I had come to visit Murree’s Old Cemetery.  Murree, a town some forty miles from Islamabad, flourished when the soldiers and administrators of the British Raj realised that spending the summer months in the verdant foothills of the Himalayas was preferable to sweating it out on the plains of the Punjab.  Every summer, as the sun soared in the Indian sky and the mercury rose ominously, the British would flee, trailing up into the hills like animals fleeing from a brushfire.  Here they would remain for the worst of the summer heat.  Here they built hotels and cottages, here they danced, here they came to recuperate from injuries sustained on the battlefields of the empire.

And here they died.  The cemetery tells their tales well enough.  Rows of graves, some plain, others ornate, some crowned with crosses which seem incongruous in what has now become the Islamic Republic of Pakistan, tell of the generations of British imperialists who died here, so far from home.  Some graves are those of soldiers – “In Memory of Lt. David Albert Beere”, “Pte. R. F Theobald” – others of administrators – “Charles Arthur Sharpe, scholar of King’s College Cambridge and Engineer in the Public Works Department of India” – while others are painfully personal, such as the grave of one Violet Rose Ward who died aged 30 leaving a husband and both her parents, or that of young Heather June Finnegan who died in 1945, aged 7.  The cemeteries of Murree – there are several – testify to the diversity of the British Raj.  All of society was here, from babies to grandparents, brilliant young scholars to hoary old veterans of the Afghan Wars, and when they died they were buried in traditional Anglican cemeteries, a last taste of home in a distant land.

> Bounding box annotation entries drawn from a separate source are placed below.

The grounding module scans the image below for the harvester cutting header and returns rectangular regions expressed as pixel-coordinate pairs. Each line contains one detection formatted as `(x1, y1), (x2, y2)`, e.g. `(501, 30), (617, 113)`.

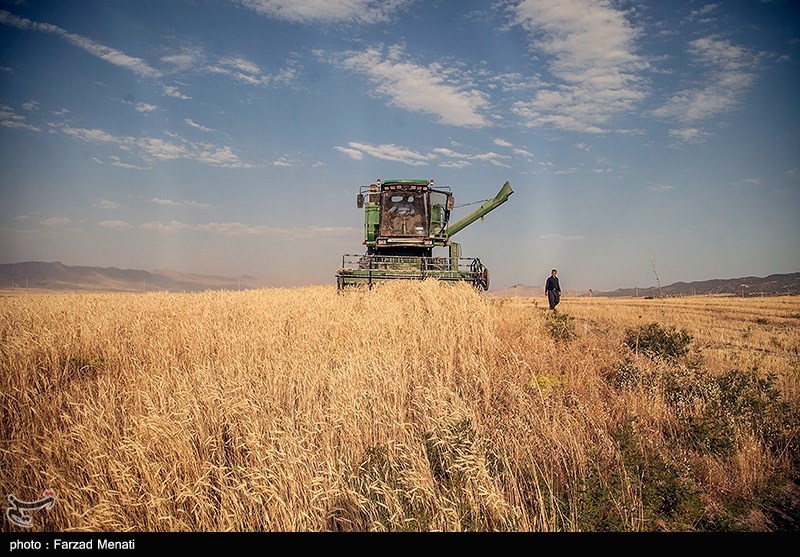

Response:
(336, 179), (514, 290)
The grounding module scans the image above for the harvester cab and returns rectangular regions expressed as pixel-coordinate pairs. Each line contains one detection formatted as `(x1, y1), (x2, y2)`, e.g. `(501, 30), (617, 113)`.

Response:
(336, 179), (513, 290)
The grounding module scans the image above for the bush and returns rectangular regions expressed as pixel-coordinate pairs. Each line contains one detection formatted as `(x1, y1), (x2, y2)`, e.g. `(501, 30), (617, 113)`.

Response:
(625, 323), (692, 360)
(547, 313), (578, 342)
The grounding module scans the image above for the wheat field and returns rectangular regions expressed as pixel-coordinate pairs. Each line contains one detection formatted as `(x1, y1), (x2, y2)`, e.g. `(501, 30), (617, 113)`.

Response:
(0, 281), (800, 532)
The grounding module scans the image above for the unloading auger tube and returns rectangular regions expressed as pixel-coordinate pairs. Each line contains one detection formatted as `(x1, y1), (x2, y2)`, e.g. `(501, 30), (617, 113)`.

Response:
(336, 179), (514, 290)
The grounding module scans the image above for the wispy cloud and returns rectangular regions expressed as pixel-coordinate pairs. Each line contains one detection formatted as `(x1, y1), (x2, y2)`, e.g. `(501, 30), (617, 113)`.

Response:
(139, 220), (357, 240)
(333, 46), (490, 127)
(433, 147), (511, 168)
(511, 0), (648, 133)
(53, 124), (255, 168)
(0, 105), (42, 132)
(669, 128), (709, 145)
(233, 0), (410, 23)
(735, 178), (763, 186)
(647, 184), (675, 192)
(161, 85), (192, 101)
(653, 37), (758, 124)
(0, 10), (161, 78)
(40, 217), (72, 226)
(183, 118), (215, 132)
(335, 141), (436, 166)
(539, 234), (584, 242)
(334, 141), (512, 168)
(206, 56), (270, 85)
(97, 220), (133, 230)
(148, 197), (209, 209)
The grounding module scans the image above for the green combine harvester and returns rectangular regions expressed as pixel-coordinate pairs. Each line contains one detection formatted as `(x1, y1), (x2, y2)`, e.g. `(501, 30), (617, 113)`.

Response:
(336, 179), (514, 290)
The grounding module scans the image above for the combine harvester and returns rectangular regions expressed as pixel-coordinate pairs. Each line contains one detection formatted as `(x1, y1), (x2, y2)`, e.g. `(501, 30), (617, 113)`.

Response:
(336, 179), (514, 290)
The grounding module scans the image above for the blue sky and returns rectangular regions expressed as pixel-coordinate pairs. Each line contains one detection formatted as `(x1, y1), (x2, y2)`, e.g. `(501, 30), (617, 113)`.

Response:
(0, 0), (800, 290)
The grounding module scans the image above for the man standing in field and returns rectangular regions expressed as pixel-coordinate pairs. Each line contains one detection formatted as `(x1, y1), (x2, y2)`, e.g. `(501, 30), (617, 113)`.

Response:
(544, 269), (561, 311)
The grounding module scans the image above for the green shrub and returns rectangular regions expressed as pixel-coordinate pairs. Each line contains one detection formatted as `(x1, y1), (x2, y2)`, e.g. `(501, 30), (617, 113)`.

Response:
(547, 313), (578, 342)
(624, 323), (692, 360)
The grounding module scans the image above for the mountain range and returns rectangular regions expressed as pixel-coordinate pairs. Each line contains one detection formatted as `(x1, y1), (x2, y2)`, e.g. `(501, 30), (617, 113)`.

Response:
(0, 261), (267, 292)
(0, 261), (800, 298)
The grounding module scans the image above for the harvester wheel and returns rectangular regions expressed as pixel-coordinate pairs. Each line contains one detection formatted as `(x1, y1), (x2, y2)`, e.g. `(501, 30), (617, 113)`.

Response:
(475, 267), (489, 290)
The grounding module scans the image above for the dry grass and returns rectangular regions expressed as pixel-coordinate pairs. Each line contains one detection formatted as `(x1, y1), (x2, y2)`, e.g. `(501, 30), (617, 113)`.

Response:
(0, 281), (800, 531)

The Old Cemetery is overgrown now.  Many of the graves are broken, their headstones toppled by tree roots, while goats crop the grass and leave their droppings on the decaying slabs of marble.  It is neglected, ignored by the seething masses that throng the bazaar outside.  It is a poignant place, full of memory, a corner of a foreign field that is, somehow, England.  We pushed the gate open, let it creak shut behind us, and walked back to our car as a squadron of emerald parakeets careered overhead, the sound of their screeching echoing around the valley.